Les plus malheureux aujourd’hui sont ceux qui ne sont pas connectés avec un réseau suffisamment puissant (je parle de qualité de connexion, le mieux étant évidemment la fibre qui n’est pas encore disponible partout).
Revanche des plus jeunes, jusqu’alors traités avec condescendance de « Geeks » par leurs aînés parce que trop absorbés par leurs tablettes et smartphones, ce sont eux qui aujourd’hui sont les formateurs des anciens et les initient aux derniers logiciels d’échange et de partage. Franchement, cette nouvelle dimension est d’une richesse incroyable et, avec l’accès gratuit à un certain nombre de prestations pour inciter les gens à rester chez eux, on peut visiter des musées, apprendre des langues étrangères, voir des films nouveaux ou revoir des films anciens, le catalogue s’enrichit tous les jours avec les initiatives généreuses d’organismes publics ou privés. A l’opposé, les plus âgés dans leurs maisons de retraite, les fameux EPHAD (Etablissements d'Hébergement pour Personnes Agées Dépendantes), sont doublement handicapés de n’avoir ni l’accès facile aux facilités Internet, ni encore moins la connaissance des logiciels et clefs d’accès à tous ces services de mise en relation avec leurs proches ou leurs connaissances.

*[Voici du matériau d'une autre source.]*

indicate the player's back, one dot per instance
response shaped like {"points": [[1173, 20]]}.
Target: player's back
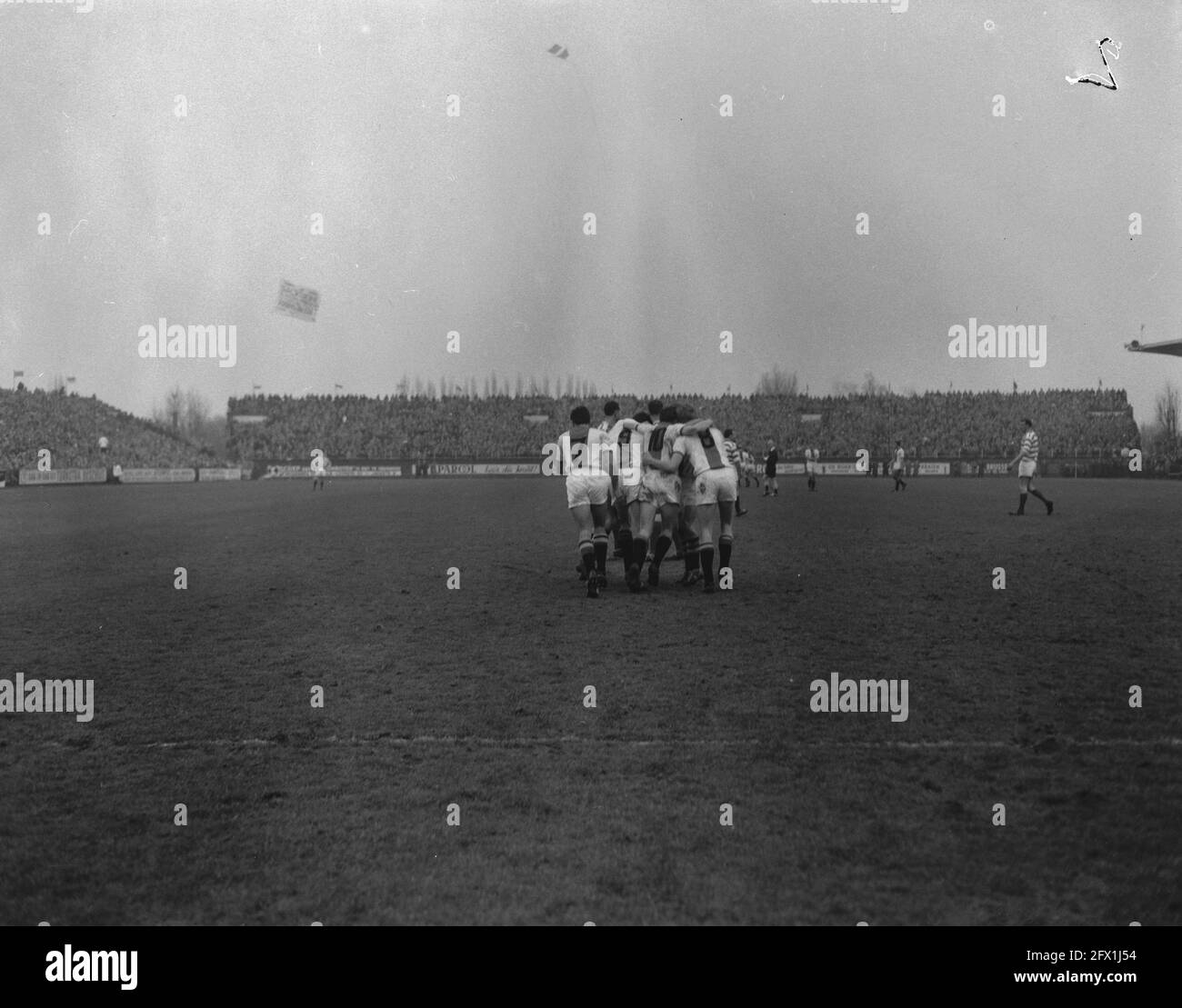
{"points": [[704, 449], [582, 450]]}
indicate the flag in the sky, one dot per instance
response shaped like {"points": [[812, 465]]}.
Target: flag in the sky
{"points": [[299, 303]]}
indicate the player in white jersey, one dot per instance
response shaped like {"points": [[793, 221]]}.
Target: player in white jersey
{"points": [[897, 467], [1027, 467], [734, 456], [660, 492], [617, 518], [716, 488], [319, 468], [586, 461]]}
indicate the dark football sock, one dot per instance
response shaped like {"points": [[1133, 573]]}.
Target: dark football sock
{"points": [[661, 548], [601, 552], [706, 555]]}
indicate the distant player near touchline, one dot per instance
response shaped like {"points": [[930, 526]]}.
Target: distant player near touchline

Le passage par cette crise du Coronavirus, comme toutes les « guerres », sera certainement un accélérateur puissant du passage à l’informatique de communication en France et dans les pays développés.
Et justement, je suis frappé de ce que cet accès à l’Internet ne soit plus réservé aux sociétés dites évoluées. Comme le téléphone portable, l’accès par Internet aux médias sociaux est devenu le moyen de communication le plus répandu dans le monde. Comme à l’époque de la grève générale et de la révolte indigène en Équateur en octobre dernier, les consignes de confinement sanitaires en sont diffusées aussi et surtout par les médias sociaux aux communautés les plus reculées dans la forêt amazonienne. Les informations non officielles sur la pandémie venus de la Chine où la communication est strictement contrôlées ont fuité par les médias sociaux, de la même façon qu’en Iran, pays également très atteint par la pandémie. Même aux États-Unis, première puissance industrielle et technologique, les médias sociaux fournissent une puissante contre-information aux informations officielles qui avaient jusqu’ici minimisé les effets de la pandémie.
Dans le flot d’informations qui jaillit de partout, contourne la disparition momentanée des kiosques à journaux et permet de s’informer vraiment si on va au-delà des quelques chaînes dites d’information qui font plus souvent de l’éditorial et du sensationnel, beaucoup de réflexions commencent à apparaître sur comment sera « l’après ». Trop tôt évidemment pour titrer des conclusions, dont beaucoup révèlent des a-priori idéologiques. La seule certitude est que cet « après » ne sera plus comme « avant ». Avec peut-être une autre certitude, c’est que le temps est peut-être plus précieux que la course en avant. Et une envie forte, c’est que ce temps retrouvé par l’obligation du confinement nous fasse redécouvrir les valeurs et ne nous échappe pas demain sous le poids d’autres contraintes, dont beaucoup sont artificielles.